For newcomers or individuals moving back to Canada, it can be an exciting yet daunting time, as there is a lot to learn about a new country. One particular learning curve of importance is understanding the Canadian tax system. Below is a list of five tax rules that all newcomers should be familiar with before they move to Canada.
Residency: Income taxes are calculated based on the residency of an individual, not citizenship. Canadian residents are required to pay taxes on their worldwide income. Non-residents only need to pay taxes on their Canadian source income. Keep in mind that the date you become a resident for income tax purposes could differ from the day you become a resident for immigration purposes. Speak with our team or a tax professional to help determine your residency status.
If you are a tax resident of both Canada and a foreign country at the same time, it is imperative to check if there is a tax treaty between the two countries. The treaty may have certain rules to deem you a non-resident of one country, known as a “treaty tie-breaker.” If a treaty does not exist, you may have to file taxes in both countries.
Deemed Acquisition Rules: The day you are considered a Canadian resident for tax purposes is also the day you are deemed to have sold and reacquired all your worldwide assets at the fair market value. (Excluded in this calculation is the real estate you owned in Canada). The fair market value becomes the new adjusted cost base for calculating your Canadian taxes in the future. The purpose of this rule is to ensure that any gains/losses that have accrued prior to moving to Canada will not be part of any future tax calculations as a Canadian resident. Only the gains/losses that are earned while you are a Canadian resident will be taxed.
Tax Implication for moving foreign assets to Canada: There is no tax implication for physically moving foreign assets (i.e., currency or securities) in kind (as is) into Canada. However, if you convert foreign currency into Canadian dollars or use it to purchase another asset, this is considered a taxable event. The gain/loss will be calculated based on the difference in exchange rates on the day of the taxable event and the day you were a Canadian resident.

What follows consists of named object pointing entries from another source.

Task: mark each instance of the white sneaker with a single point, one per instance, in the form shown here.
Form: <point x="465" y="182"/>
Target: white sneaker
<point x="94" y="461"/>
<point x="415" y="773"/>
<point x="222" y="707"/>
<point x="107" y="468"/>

Foreign Retirement Plan: In most cases, a tax deferral is allowed on income from a foreign pension plan until the actual payment is distributed. To minimize double taxation, a foreign tax credit may also be claimed for any taxes paid to a foreign government on your foreign pension income. In some circumstances, you may be allowed to move the gross amount of the foreign pension plan into an RRSP. When you are receiving a payment from a foreign pension plan, you may also be eligible to split your foreign pension income with your spouse for overall tax savings.
Income Tax Return: If you are declared a factual resident of Canada for tax purposes partway through the year, you will need to file a “part-year return” that reports your worldwide income from the date you became a resident to the end of the year. If you are deemed a resident of Canada, you are considered a resident starting January 1st and will need to file a “full-year return.” The deadline for filing a part-year or full-year return is the following year, on April 30th.
These are five general rules that all newcomers moving to Canada should be aware of, but there are many other nuances. Speak with your advisor or a qualified tax/legal representative to fully understand how the Canadian tax system may affect you and to effectively structure a customized tax plan.